Must see! This is a great movie, very creative, a thinker. In the spriit of Somewhere in Time, Brasil and Lord of the Rings. Hugh Jackman has grown since his X-man roles, I loved him in this!
Teen, 16 years old Written bymoviemogul 2.0;... April 9, 2008

Love conquers all

Although most people will undoubtedly not appreciate this movie, I personally loved it. The movie is an absolute work of art, in the sense of how it presents all the visuals. The message is a simple one that speaks of love triumphing over everything, even death; though some people might complain that it takes too long to speak such a simple message. I am not saying this is the best movie you will ever see or any sort like that-- it is a plain good movie. However, based on the fact that the artistic style used is incredible and also because so few movies today bother to send a good message, when one is sent at all, that is what compelled me to give the movie five stars. If those two things don't mean much to you, then you'll think it was a pretty good movie, or might be too confused by it and hate it. In terms of content, there was some sexual content and mild language including an f-bomb, but the violence is the highest concern. It's a very straight-up PG-13 content wise really.
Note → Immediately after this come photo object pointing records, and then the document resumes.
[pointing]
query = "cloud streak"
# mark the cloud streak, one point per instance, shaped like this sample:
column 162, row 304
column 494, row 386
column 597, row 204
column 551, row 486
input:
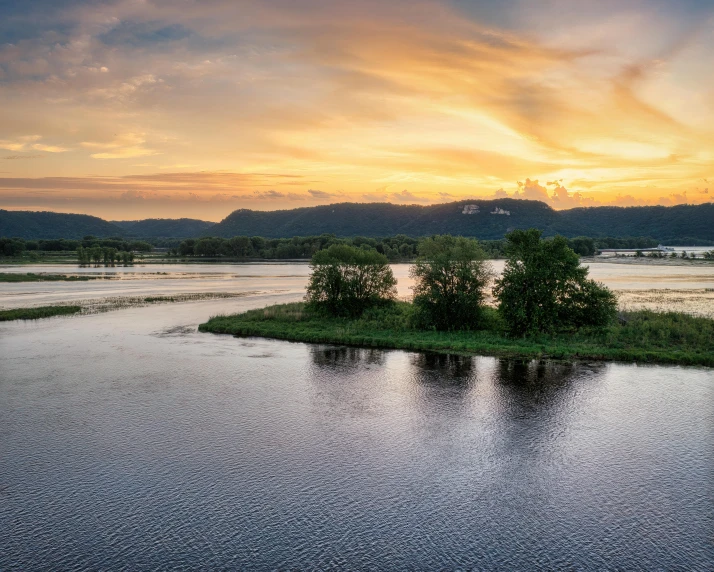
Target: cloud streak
column 428, row 98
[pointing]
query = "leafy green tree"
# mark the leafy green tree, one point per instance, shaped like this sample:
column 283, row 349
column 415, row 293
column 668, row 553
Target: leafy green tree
column 345, row 280
column 544, row 288
column 450, row 278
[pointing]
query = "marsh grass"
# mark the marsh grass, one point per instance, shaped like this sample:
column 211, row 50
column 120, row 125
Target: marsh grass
column 37, row 313
column 30, row 277
column 640, row 336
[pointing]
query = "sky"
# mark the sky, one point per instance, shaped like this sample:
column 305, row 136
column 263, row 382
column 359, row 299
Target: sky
column 132, row 109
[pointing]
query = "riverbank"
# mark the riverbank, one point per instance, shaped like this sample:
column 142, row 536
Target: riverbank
column 641, row 336
column 37, row 313
column 31, row 277
column 101, row 305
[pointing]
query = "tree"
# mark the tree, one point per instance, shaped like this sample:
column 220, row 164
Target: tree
column 345, row 280
column 450, row 276
column 544, row 288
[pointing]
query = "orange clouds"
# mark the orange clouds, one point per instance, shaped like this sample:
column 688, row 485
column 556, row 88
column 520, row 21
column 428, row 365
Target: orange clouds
column 403, row 102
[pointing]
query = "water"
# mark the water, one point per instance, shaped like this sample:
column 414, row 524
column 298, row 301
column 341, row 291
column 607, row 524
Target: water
column 681, row 288
column 129, row 441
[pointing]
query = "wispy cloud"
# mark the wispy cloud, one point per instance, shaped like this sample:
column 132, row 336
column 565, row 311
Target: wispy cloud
column 441, row 100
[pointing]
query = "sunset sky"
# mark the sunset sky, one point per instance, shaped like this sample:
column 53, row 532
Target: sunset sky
column 184, row 108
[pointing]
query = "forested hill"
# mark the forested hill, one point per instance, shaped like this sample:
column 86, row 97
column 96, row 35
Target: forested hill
column 37, row 225
column 486, row 219
column 164, row 227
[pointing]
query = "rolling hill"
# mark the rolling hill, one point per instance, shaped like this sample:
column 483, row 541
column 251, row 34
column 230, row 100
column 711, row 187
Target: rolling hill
column 164, row 227
column 34, row 225
column 485, row 219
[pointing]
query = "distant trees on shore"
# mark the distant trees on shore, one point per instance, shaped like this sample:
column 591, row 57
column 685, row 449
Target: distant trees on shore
column 397, row 248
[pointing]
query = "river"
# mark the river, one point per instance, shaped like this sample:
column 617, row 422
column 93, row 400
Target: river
column 130, row 441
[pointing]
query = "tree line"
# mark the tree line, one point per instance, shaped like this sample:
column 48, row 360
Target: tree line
column 543, row 287
column 396, row 248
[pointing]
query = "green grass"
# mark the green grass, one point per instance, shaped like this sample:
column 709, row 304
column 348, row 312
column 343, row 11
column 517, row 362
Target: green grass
column 36, row 313
column 642, row 336
column 30, row 277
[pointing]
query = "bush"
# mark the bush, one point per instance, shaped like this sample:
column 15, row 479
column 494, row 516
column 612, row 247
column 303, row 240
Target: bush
column 346, row 280
column 544, row 288
column 450, row 277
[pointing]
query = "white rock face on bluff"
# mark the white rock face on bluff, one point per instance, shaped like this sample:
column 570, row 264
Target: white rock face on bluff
column 682, row 224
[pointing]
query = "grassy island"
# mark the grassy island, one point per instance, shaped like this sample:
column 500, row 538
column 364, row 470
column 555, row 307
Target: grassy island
column 37, row 313
column 643, row 336
column 31, row 277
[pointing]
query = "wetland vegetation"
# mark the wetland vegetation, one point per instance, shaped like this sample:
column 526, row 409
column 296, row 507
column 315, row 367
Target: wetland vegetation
column 38, row 312
column 32, row 277
column 546, row 307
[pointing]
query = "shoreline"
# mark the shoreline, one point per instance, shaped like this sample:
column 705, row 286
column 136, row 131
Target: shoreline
column 621, row 342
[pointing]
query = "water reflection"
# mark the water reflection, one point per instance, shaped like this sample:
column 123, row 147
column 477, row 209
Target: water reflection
column 340, row 358
column 199, row 455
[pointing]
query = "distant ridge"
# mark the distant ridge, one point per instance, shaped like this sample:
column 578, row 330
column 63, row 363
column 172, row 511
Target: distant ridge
column 485, row 219
column 43, row 224
column 164, row 227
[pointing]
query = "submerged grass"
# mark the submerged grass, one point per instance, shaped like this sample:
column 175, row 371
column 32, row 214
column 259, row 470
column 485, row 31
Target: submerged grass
column 640, row 336
column 37, row 313
column 30, row 277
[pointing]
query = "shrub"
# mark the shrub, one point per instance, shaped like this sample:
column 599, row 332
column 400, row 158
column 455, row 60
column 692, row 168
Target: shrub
column 544, row 288
column 345, row 280
column 450, row 277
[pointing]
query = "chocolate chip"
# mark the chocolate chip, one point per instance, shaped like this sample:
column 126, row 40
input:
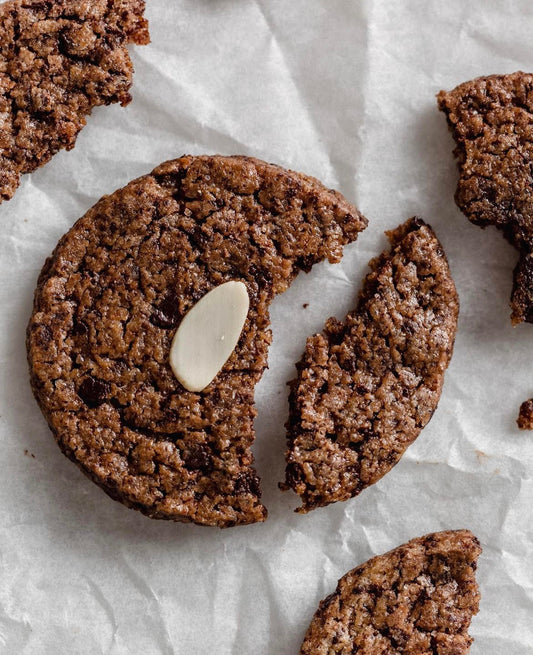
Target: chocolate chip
column 167, row 313
column 43, row 336
column 248, row 483
column 93, row 392
column 198, row 457
column 80, row 328
column 293, row 474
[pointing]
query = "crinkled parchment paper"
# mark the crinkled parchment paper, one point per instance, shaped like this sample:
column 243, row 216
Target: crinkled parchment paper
column 343, row 90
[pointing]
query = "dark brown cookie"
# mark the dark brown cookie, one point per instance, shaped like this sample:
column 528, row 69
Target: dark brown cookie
column 58, row 60
column 416, row 599
column 108, row 303
column 368, row 385
column 491, row 119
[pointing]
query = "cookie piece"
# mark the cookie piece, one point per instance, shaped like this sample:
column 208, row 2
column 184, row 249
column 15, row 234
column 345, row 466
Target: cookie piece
column 107, row 306
column 58, row 60
column 525, row 415
column 368, row 385
column 491, row 119
column 418, row 598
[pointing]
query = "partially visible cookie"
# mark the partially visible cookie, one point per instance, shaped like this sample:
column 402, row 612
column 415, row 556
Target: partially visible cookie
column 491, row 119
column 368, row 385
column 417, row 599
column 58, row 60
column 113, row 293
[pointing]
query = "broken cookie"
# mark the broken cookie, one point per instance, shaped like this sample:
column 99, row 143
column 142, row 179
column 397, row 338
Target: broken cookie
column 117, row 288
column 491, row 119
column 368, row 385
column 58, row 60
column 418, row 598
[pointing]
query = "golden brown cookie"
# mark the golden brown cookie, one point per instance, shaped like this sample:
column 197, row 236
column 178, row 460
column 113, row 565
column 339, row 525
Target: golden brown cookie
column 113, row 293
column 58, row 60
column 414, row 600
column 368, row 385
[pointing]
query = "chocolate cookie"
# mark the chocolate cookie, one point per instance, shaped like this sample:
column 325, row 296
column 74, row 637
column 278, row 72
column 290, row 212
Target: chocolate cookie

It's the art that makes it anything but main-stream.
Teen, 16 years old Written byyost820 April 9, 2008

Good, philisophical movie

The movie was very good, although occasionally poorly acted and the direction was a bit sloppy. The only reason I would consider thinking about taking a kid to the movie is that it is a deep thinking movie, and many kids will not comprehend the movie, thus becoming frustrated with it.